Study of mechanism of sonoporation using lipid bilayer and surface-modified microbubble

Abstract

Microbubble enhanced sonoporation is one of gene therapies and expected to be safe, less invasive, and controllability of treatment area, but its induction rate is very low and its mechanism remains to be explained. The objective is to analyze the mechanism and obtain an optimal design. Because microbubble density distribution was unstable during sonication and ultrasound intensity on the cell surface was affected by distribution change through attenuation change during propagation, microbubble distribution should be controlled and localized only near the membrane to realize high reproducibility.

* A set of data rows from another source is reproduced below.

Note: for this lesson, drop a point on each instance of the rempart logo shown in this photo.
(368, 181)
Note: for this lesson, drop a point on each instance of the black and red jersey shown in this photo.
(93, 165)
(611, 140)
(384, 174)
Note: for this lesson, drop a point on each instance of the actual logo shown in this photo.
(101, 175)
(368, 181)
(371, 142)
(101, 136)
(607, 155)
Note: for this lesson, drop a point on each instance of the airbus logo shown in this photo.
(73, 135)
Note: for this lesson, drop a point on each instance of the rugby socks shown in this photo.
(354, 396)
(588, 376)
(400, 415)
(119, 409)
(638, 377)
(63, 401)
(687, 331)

An artificial lipid bilayer modified by biotin-avidin to bind microbubbles was used for this purpose. We have three steps: build lipid bilayer, binding with microbubbles, and introduction of sonication and observation system. We built the lipid bilayer with a diameter of 1 mm using Black Lipid Membrane method. With a capacitance measurement with impedance analyzer (NF, ZM2375), the lipid bilayer thickness was confirmed and its duration is more than an hour. Then, we introduced the sonication and observation system to the lipid bilayer, and we are observing a behavior of the lipid bilayer under irradiation of ultrasound. Afterward we will observe that of a lipid bilayer modified of microbubbles.